The Themersons & Gaberbocchus Press

25 Jan - 25 Mar 2012

Themerson & Themerson, Colour version of page 9 of Semantic Divertissements, printed separately and not used.
THE THEMERSONS & GABERBOCCHUS PRESS
25 January - 25 March, 2012

In conjunction with In Numbers: Serial Publications by Artists Since 1955 the ICA presents a survey of the publications by the Gaberbocchus Press, an avant garde publishing press founded by Franciszka and Stefan Themerson in 1948.
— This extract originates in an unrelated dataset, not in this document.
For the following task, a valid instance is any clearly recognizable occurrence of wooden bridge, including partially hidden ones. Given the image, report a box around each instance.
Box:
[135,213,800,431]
The imaginative invention of the Themersons’ collaborations in experimental film throughout the 1930s reappeared when they were back together in London in the early 1940s, in the world of books. Franciszka (born 1907) and Stefan Themerson (born 1910) were married in 1930, and had already written and drawn a string of remarkable books for children in Warsaw throughout the 1930s. In 1948 they founded the Gaberbocchus Press, which over the next 30 years established itself as a leading avant-garde press in London, publishing some 60 titles which achieved a high standard of original book design (‘best lookers’ rather than ‘best sellers’, as Stefan once put it). Their dual ambition was to bring major modern continental works to a British audience, as well as contemporary writers and artists who found it difficult to publish work in a form they wanted (including themselves, of course).

They published first English editions of Jarry’s Ubu Roi, of Apollinaire’s Calligrammes, of Heine, Grabbe, Pol-Dives and Anatol Stern; of their friends Jankel Adler, Kurt Schwitters, Raoul Hausmann, Raymond Queneau, Henri Chopin, Cozette de Charmoy, Bertrand Russell, Stevie Smith, Ken Tynan, Oswell Blakeston, James Laughlin, C.H.Sisson, George Buchanan and David Miller. The range embraces artists/writers with predilections for wit, satire, whimsy; a concern for ethics; and an imaginative interest in language as form and content.

Their own work, whether independent or in collaborations such as in the making of their photograms and films, the production of books or individual works like the Semantic Divertissements (1946), reveals something of the same appetites. Beneath a sense of play and hilarity lies an abiding moral sense. We should recognise a stand for individual freedom in Stefan’s invention, at once comic and serious, of semantic poetry ─ in his debunking of poetic sentiment and cliché, as in his debunking of boundaries at large. To the same extent, we recognise in his memorable Huizinga lecture, The Chair of Decency (Leiden,1981), an appeal for our native biological principles of good to be preserved against the polluting tide of culture. Franciszka’s realisation of Jarry’s salutory monster UBU ROI, on the printed page, in the theatre and in her painting, advances essentially the same moral cause.